When I got back to the parking lot at work, I found the robins were having their run of the grassy hill below the powerlines.
They are so much fun to watch, the way they duck and dash, then stand tall, listening for worms. They can hear the worms. Amazing.
And you know, for such ubiquitous birds as these, the American robin is quite striking, appearance-wise. Of course, I say that about all the birds.
As I headed inside, I heard a rustling in the bed of Jeff’s truck, and this white periscope head popped up as I drew closer, and then this Great Black-Backed Gull was flying up.

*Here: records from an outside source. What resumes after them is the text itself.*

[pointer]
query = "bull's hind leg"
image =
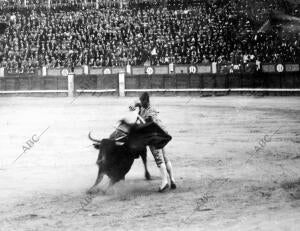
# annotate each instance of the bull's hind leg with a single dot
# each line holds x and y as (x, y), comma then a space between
(169, 169)
(98, 180)
(144, 158)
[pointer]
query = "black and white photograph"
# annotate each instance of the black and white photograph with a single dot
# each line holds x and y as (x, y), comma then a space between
(150, 115)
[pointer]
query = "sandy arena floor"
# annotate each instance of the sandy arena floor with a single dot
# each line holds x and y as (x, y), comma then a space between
(224, 181)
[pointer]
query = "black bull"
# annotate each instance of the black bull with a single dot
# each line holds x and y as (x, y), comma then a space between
(116, 157)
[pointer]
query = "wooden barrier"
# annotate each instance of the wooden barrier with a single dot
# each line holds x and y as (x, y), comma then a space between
(163, 83)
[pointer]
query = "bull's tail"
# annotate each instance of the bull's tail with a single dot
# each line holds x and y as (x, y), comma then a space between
(92, 139)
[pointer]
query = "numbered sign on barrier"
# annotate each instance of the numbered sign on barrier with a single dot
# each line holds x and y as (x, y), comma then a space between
(149, 70)
(64, 72)
(279, 68)
(192, 69)
(107, 71)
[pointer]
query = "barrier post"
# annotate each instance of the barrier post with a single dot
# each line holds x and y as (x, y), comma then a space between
(122, 84)
(71, 88)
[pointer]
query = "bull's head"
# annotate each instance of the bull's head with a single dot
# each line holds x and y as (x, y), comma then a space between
(97, 143)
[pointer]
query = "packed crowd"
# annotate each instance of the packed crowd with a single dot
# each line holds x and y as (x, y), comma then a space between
(199, 32)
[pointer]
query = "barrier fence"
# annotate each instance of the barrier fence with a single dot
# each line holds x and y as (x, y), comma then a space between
(161, 79)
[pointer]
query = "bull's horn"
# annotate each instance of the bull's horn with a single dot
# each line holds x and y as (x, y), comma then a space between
(92, 139)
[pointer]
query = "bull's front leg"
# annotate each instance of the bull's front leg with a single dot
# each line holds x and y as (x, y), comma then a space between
(93, 189)
(144, 158)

I’m always impressed with how big these guys are…and I never fail to hear the voice of Ivan (was that his name? I have to find time to read that again!), from Watership Down in my head: I come from Peeg Vater…
Anyway, this guy hopped up onto Jen’s truck so we could better regard one another and I managed to get off a few shots with my camera. Obviously his white front caused a little over-exposure from the angle of the sun, but it was still a cool moment.
We studied one another a bit, as I moved a little closer to him. Maybe he was surprised that I wasn’t shooing him away. But first, I figure live and let live. Second, do you see how big he is? Until I grow a beak like that, he can do pretty much whatever he wants to.